Photo by Christina @ wocintechchat.com on Unsplash

Did you know that changing jobs can often be one of the best ways to get a significant raise? According to this article by Indeed, it’s a generally accepted practice to ask for 10-20% more than you currently make when taking a new job. Meanwhile, this survey by Willis Towers Watson asserts that pay raises for current employees hovers around only 2.7% this year and is projected to rise to around 3.0% in 2022, which falls far short of the salary you could get by changing organizations.
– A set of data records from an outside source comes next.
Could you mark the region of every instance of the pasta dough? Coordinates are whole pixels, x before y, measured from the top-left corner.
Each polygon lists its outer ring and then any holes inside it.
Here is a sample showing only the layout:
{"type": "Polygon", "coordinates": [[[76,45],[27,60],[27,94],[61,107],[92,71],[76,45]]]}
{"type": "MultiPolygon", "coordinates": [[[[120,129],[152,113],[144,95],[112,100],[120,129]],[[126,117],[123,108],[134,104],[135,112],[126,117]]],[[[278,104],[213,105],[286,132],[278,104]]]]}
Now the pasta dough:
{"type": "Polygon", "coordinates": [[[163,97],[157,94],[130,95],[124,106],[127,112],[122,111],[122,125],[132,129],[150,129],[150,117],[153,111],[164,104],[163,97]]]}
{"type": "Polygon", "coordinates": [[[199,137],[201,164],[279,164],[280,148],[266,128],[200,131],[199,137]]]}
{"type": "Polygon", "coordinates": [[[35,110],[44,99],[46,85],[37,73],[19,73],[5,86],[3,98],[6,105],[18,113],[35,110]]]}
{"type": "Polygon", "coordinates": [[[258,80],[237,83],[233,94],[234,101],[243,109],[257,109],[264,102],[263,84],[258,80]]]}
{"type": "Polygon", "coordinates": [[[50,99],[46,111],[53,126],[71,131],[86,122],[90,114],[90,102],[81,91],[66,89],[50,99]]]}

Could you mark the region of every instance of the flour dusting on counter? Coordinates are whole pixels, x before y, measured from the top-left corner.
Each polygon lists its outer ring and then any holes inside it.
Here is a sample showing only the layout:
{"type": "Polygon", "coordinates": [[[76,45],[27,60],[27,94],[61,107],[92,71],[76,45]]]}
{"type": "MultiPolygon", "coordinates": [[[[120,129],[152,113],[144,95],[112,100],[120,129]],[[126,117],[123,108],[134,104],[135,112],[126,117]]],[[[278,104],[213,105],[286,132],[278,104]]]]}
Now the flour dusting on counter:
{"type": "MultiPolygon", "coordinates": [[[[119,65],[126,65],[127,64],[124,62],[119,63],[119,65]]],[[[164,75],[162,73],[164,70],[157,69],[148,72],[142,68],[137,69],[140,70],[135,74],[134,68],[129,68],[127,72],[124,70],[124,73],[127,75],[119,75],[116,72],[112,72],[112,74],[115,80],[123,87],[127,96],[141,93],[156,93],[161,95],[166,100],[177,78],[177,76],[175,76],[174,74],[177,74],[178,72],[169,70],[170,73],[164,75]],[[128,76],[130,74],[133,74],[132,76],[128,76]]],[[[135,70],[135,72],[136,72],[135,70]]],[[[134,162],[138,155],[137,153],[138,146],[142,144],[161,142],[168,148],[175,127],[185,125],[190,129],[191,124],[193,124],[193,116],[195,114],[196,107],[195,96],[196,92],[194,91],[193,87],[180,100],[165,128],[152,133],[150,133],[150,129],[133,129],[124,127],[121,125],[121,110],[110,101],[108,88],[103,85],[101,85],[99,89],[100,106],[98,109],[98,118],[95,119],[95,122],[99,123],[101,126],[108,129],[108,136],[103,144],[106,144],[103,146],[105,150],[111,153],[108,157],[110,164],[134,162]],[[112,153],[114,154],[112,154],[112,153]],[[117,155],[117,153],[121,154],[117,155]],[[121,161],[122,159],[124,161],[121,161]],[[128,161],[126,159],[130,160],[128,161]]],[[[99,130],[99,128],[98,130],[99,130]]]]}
I don’t necessarily advocate being a mercenary and putting yourself at risk to be labeled a job-hopper by frequently making job changes just for the money. However, the following are good reasons to pursue a job change:

  • If you are underpaid compared to others in your organization with similar roles
  • If you have gone more than a couple of years without a raise despite growing job duties and expectations
  • If you have made a case for a raise to your current organization and been turned down without a good reason
  • If you can no longer make ends meet on a single full-time job

 

So if you’ve realized that your best option is to change jobs, how can you make the most of this opportunity? Here are my suggestions to effectively negotiate your next role:

  • Look for job listings that have a salary range posted. You’ll save time by not applying to positions that plan to pay less than you are making now.
  • Know what you are worth. If you’re currently underpaid, a 10-20% wage increase may still be less than you are worth in the market. Do your research and review job listings for your role and industry. Look online for salary survey results and use online pay calculators on PayScale, GlassDoor, or other sites to determine what you should be making in your geographical area. Go into the negotiation process knowing what salary you need before you consider accepting.
  • Prove your worth. Use your past work performance to demonstrate your value to a likely employer. Give solid, measurable reasons for why you should have the salary you are asking for. Just wanting to make more money for personal reasons won’t cut it. The prospective employer needs to feel that you are worth the salary they are offering.
  • Salary is not the only thing you should negotiate. Paid time off, schedule, work location (do I hear work from home or hybrid?), benefits, bonuses, and title are all things you should negotiate. Make sure that any concessions you receive here are spelled out in the offer letter before you sign it.
  • Use the power of leverage. Having multiple offers in hand can give you the flexibility to set your own terms and select your best opportunity.

 

Women, be careful here. I hate to say it but implied bias could work against you here. In this article by Harvard Business School, using an outside offer aggressively can create a backlash that can mean losing a job offer. If that’s the situation you run into, you probably don’t want to work for that organization anyway because the bias will extend to future raises, bonuses, and promotions as well.

Remember that no one else will advocate for you; it’s up to you to advance your own career, which sometimes means making a job change.